Di hari Selasa, kami akan menampilkan KUAS AJAIB KREASI. Tayangan ini hampir sama dengan tayangan-tayangan kuas sebelumnya, yaitu Jadi selain menggambar objek, Pemirsa akan diajarkan membuat sesuatu prakarya sederhana yang bisa dibuat oleh siapa saja.
Host Kuas Ajaib
Walau sudah tak kuat berlama-lama berdiri, DRS. Suyadi alias Pak Raden masih mau menemani pemirsa Kuas Ajaib. Beliau siap untuk terus berkarya demi anak Indobnesia. Walau sedikit sukar diikuti, namun gambar-gambar beliau sangat bagus dan natural. Maklum Kakek yang satu ini adalah seorang ilustrator dibuku-buku pelajaran tempo dulu, juga pernah menjadi dosen senirupa ITB.

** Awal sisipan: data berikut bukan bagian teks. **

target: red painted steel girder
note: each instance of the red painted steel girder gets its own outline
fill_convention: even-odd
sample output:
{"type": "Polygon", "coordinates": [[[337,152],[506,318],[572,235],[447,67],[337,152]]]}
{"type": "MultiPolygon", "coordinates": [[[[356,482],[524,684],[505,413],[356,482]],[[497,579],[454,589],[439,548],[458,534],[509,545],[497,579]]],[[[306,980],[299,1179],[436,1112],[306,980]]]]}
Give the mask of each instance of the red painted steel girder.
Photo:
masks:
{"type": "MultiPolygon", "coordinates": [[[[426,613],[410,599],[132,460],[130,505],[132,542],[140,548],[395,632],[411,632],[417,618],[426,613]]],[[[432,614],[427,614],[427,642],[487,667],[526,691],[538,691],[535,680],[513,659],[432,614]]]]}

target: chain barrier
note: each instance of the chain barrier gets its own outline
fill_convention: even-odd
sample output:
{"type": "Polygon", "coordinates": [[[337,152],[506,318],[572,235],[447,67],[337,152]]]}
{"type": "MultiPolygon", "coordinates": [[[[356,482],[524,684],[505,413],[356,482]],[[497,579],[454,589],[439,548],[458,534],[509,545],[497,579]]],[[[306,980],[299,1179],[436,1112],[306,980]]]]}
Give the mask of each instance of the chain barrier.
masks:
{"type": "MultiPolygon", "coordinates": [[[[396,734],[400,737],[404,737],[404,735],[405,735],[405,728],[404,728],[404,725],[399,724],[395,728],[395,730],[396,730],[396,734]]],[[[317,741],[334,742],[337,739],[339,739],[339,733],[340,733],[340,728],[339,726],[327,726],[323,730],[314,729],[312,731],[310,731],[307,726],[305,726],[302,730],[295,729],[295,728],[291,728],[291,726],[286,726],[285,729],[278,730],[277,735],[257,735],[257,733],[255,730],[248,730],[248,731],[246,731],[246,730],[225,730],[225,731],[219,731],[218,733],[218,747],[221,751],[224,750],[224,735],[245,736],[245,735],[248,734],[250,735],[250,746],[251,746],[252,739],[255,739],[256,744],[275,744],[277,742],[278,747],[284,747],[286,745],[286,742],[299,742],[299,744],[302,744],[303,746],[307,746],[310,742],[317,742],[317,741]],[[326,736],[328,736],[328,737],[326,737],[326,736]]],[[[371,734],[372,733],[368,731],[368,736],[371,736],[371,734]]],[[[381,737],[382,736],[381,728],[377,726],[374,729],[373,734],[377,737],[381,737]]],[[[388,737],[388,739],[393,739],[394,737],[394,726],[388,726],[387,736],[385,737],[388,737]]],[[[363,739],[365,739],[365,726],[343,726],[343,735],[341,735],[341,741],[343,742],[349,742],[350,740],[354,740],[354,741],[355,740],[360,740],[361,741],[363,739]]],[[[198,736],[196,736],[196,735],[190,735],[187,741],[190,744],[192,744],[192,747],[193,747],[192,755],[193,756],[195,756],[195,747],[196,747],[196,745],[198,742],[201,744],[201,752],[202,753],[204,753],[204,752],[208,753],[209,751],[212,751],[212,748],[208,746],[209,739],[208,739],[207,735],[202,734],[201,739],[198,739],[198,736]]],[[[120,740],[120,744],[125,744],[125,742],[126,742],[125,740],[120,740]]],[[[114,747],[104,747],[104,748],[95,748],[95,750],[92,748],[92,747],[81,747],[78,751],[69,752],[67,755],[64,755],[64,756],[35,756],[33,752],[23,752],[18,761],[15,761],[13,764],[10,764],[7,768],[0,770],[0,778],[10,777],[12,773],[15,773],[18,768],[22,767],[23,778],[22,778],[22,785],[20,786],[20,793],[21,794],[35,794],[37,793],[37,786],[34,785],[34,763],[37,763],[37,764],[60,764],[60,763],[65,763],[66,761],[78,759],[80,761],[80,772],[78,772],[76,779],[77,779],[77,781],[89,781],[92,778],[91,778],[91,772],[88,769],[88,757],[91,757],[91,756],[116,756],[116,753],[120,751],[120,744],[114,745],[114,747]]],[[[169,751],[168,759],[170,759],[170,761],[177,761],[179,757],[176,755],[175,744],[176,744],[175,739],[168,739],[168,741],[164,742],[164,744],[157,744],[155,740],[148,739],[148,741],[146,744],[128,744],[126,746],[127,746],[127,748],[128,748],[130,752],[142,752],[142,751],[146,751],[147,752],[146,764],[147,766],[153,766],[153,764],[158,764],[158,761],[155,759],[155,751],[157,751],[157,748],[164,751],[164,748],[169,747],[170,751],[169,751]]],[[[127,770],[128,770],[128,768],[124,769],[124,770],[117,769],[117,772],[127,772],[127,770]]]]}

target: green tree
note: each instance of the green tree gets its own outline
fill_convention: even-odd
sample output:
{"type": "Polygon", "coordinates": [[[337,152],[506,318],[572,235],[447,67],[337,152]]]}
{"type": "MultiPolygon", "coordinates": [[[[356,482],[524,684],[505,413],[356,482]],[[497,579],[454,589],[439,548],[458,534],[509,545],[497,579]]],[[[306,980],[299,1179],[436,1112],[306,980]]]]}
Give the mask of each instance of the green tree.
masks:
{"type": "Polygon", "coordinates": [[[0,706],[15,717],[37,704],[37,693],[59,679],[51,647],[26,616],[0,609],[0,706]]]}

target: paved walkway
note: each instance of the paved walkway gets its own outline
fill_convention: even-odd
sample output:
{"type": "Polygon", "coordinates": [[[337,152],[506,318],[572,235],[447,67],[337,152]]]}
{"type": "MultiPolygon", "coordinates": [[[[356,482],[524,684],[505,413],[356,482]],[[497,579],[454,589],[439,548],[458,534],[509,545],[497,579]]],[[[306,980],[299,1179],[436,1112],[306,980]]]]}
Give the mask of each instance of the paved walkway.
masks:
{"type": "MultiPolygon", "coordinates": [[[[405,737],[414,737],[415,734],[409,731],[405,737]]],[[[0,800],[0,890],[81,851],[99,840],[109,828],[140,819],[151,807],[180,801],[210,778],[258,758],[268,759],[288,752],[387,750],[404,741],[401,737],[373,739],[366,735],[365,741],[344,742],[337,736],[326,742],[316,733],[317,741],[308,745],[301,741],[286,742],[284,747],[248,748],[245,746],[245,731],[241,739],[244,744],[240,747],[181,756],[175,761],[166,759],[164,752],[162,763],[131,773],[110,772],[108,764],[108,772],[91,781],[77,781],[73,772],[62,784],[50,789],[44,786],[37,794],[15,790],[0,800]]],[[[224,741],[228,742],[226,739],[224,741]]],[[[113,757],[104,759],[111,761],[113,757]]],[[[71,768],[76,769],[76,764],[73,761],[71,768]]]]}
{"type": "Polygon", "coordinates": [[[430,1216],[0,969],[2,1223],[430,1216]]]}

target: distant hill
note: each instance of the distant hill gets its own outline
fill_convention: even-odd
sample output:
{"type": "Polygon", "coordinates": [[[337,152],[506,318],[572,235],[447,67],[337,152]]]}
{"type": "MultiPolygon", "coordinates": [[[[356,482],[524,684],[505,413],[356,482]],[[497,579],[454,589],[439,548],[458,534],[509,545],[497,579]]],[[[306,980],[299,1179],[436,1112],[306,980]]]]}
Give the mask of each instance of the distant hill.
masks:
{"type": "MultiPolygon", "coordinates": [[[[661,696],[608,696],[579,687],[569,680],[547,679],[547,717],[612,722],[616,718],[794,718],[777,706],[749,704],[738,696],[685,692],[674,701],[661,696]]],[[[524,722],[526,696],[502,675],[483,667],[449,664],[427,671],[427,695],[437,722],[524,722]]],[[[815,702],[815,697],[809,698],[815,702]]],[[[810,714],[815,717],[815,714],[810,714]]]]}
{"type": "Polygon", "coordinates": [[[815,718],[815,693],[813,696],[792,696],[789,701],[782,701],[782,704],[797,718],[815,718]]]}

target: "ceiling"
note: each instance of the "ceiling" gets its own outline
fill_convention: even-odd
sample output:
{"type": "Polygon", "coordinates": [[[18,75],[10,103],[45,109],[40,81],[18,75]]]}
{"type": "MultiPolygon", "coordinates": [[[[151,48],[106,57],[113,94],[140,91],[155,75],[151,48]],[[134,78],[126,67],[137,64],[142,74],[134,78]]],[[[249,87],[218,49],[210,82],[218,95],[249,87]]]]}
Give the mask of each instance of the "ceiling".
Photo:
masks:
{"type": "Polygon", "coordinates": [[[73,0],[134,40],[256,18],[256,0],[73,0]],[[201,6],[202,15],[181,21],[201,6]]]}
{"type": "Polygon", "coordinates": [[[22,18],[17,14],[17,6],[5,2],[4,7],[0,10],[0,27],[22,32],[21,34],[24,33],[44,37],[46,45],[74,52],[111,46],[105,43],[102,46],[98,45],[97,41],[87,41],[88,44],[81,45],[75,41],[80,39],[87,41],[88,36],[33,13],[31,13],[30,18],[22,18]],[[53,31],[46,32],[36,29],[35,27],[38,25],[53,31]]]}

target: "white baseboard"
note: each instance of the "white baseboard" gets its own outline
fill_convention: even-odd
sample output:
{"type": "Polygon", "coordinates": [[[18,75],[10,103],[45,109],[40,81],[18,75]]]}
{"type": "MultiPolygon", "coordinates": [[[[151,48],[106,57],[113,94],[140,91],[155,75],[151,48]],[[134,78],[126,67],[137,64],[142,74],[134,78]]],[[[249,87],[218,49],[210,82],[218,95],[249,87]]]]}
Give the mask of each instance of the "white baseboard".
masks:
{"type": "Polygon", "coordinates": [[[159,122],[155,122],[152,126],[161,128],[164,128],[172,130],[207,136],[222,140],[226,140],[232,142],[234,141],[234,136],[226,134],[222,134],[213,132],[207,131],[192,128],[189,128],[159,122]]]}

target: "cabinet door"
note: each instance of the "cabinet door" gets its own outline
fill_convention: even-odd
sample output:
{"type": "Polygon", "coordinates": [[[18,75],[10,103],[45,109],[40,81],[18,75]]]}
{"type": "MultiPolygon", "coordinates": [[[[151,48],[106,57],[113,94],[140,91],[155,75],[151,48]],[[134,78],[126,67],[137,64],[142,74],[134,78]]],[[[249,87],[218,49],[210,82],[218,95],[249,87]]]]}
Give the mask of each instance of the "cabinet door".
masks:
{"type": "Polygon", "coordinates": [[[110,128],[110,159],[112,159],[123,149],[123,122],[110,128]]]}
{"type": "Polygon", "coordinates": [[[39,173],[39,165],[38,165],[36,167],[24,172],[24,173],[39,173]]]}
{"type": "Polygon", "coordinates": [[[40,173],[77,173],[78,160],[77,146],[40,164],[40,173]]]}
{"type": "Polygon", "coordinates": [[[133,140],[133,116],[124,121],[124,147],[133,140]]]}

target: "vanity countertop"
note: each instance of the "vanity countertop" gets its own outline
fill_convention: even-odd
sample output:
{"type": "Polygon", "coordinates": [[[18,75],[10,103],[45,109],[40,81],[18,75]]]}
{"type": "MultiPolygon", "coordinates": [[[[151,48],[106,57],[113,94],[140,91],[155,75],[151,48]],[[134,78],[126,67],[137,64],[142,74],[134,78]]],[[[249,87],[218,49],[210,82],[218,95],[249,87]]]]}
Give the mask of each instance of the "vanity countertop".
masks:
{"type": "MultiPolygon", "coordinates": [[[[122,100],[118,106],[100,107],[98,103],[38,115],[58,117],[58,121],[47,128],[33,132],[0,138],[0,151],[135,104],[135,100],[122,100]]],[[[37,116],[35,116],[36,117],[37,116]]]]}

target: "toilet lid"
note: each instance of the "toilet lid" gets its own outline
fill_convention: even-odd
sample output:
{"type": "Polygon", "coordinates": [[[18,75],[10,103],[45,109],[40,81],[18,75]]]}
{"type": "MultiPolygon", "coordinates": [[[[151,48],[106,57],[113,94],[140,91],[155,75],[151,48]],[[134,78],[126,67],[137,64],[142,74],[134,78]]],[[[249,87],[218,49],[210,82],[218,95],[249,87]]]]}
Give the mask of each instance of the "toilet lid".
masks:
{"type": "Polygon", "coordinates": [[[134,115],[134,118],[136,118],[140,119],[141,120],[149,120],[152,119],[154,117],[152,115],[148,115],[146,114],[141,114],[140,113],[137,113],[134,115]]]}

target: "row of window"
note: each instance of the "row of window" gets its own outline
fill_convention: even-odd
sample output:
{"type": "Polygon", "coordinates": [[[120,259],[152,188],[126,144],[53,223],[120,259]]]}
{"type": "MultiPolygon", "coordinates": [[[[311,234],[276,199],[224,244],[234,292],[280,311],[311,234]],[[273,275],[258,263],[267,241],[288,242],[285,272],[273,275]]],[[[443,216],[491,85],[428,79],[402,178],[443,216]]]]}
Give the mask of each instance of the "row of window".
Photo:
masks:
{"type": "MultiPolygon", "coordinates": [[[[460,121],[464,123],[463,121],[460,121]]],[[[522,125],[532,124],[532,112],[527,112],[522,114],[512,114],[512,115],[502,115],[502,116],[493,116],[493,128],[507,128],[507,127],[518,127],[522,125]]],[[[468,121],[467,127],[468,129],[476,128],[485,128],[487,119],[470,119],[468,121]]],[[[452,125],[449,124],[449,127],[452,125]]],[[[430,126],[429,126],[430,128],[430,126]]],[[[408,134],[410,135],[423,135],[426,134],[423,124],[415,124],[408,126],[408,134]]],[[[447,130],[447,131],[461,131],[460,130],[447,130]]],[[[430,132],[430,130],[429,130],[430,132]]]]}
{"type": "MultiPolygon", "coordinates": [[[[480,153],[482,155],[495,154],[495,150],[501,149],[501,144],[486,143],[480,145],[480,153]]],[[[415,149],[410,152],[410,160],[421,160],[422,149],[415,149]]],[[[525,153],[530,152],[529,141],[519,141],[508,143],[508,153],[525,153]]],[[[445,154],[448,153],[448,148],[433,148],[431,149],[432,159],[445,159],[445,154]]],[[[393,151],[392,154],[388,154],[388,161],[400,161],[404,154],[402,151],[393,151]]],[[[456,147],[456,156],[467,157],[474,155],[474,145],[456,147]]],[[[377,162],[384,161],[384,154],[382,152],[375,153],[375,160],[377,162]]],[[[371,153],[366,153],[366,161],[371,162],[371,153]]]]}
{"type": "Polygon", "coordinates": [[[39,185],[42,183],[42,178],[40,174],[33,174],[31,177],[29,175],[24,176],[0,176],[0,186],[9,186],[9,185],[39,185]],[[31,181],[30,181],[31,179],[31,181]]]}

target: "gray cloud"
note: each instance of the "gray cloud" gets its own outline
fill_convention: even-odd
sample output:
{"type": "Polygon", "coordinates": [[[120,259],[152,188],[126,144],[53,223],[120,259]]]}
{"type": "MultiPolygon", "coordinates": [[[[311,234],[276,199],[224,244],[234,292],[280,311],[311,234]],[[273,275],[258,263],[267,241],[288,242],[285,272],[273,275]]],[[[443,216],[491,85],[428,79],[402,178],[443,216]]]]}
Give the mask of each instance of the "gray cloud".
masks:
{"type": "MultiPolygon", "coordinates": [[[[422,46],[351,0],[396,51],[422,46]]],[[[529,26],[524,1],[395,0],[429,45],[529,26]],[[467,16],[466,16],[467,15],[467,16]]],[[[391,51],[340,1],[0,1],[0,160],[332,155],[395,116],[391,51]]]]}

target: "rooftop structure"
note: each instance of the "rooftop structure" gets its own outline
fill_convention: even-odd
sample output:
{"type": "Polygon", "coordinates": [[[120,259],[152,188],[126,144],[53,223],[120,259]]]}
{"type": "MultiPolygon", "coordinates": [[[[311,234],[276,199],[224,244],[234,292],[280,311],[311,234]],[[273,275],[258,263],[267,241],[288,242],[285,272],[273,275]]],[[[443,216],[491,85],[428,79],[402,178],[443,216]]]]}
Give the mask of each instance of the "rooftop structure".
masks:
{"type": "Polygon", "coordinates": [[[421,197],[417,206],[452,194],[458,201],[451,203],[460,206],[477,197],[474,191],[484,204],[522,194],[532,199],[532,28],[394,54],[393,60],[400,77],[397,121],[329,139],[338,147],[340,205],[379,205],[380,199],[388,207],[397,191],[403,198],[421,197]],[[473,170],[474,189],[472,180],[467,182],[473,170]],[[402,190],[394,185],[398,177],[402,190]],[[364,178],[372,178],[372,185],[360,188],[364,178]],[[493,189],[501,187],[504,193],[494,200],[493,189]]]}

Pak Raden tidak sendirian lho. Beliau tetap akan ditemani Paman Andi dengan jurus Maung Ompong nya. Paman Andi akan terus mengajarkan kepada penonton bagaimana berkreasi dalam menggambar. Dari angka, dari huruf, dari bentuk, bisa beliau kreasikan menjadi lukisan yang bagus. ditambah pewarnaan yang ceria khas anak-anak.
Oh ya, seorang pendatang baru yang tak kalah akan muncul tak lama lagi. Ia disebut Paman ‘E’. Beliau banyak membuat buku-buku cara menggambar yang mudah lho. bahkan dari segala coretan, bisa dilanjutkan beliau menjadi gambar yang menarik. Nantikan aksinya ya di akhir April nanti.